Pocas veces el varón deprimido es dado al discurso psicológico y se autoaconseja una consulta. Pocas veces expresa la alteración de su estado de ánimo a través de síntomas psíquicos como la tristeza, la labilidad emocional o la ideación depresiva.

A lo sumo, consulta con un médico. Y la depresión puede pasar inadvertida si el profesional no advierte que se está manifestando como fatiga, astenia, dolores difusos, cefaleas, insomnio, pérdida de peso. El deprimido varón suele quedarse en los síntomas físicos de su malestar, incapaz de identificar las emociones y expresarlas con palabras. Más que tristeza, lo que predomina es la irritabilidad. Bueno, no todos los hombres deprimidos viven en mortecino abatimiento. Algunos son más ruidosos: violencia, consumo de drogas. O disimulan: adicción al trabajo.

Las actuales investigaciones sobre los géneros se preguntan por las condiciones de producción socio-históricas de la subjetividad.

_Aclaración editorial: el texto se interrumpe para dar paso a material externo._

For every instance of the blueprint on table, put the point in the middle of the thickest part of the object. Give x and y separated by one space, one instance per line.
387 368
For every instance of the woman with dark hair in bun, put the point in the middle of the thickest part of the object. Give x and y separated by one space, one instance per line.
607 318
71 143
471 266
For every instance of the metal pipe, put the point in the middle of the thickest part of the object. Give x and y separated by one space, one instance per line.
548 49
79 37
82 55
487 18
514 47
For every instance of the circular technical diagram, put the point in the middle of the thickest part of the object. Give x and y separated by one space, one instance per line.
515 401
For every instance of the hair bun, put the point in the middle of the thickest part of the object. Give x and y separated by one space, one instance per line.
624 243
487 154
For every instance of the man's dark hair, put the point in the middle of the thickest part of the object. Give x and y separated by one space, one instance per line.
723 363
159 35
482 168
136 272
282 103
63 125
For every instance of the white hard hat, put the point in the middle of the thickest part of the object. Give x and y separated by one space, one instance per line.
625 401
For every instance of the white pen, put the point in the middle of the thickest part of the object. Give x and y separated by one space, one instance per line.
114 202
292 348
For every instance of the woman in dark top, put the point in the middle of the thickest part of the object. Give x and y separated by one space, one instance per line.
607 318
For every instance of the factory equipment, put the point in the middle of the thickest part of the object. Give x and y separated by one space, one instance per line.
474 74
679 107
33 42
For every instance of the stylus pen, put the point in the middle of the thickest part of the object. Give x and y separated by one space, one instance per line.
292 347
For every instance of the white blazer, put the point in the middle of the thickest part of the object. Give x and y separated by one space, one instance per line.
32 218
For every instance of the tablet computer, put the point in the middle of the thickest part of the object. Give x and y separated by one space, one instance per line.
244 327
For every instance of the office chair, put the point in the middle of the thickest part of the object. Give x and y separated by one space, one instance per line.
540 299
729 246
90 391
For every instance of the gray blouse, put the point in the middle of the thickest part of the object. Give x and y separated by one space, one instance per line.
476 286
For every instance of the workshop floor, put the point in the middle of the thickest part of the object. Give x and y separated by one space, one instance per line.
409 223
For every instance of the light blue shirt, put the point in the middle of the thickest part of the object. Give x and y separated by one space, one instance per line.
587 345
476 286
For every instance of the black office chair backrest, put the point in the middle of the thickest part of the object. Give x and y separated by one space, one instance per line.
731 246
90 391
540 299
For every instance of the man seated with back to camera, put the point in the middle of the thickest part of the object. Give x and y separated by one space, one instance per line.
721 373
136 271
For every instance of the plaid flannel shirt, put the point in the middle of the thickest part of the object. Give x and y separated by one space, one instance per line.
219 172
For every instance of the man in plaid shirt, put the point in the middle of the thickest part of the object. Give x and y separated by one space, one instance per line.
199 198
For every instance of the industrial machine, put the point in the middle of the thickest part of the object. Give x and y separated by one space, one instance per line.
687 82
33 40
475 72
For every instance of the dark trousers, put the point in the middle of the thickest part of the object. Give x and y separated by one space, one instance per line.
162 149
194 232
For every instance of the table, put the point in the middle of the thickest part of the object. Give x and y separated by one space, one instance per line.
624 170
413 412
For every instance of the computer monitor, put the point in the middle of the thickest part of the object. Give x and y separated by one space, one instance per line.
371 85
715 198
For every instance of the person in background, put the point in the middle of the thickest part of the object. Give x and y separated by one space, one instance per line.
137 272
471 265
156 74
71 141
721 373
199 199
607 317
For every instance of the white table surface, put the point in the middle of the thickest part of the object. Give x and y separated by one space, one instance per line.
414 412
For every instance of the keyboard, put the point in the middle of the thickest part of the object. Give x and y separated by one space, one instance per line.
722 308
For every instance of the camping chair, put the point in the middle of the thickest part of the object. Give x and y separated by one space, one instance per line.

El género no es universal sino propio de determinada cultura.

Los varones son criados en nuestra sociedad para ser exitosos y restringir la expresión de emociones. Deben controlarse y son forzados a expresarse mediante la agresión. Ser “fuerte” significa soportar dolor físico y psíquico, y desvalorizar los afectos, en particular la tristeza. “Ser fuertes” es encarar la adversidad sin demostrar emociones (señal de debilidad). La depresión y sus manifestaciones serán una oportunidad para lograr un nuevo modelo de masculinidad en que sea posible la expresión de afecto y ternura.

Luis Hornstein es psicoanalista, premio Konex de Platino en Psicoanálisis (1996-2006).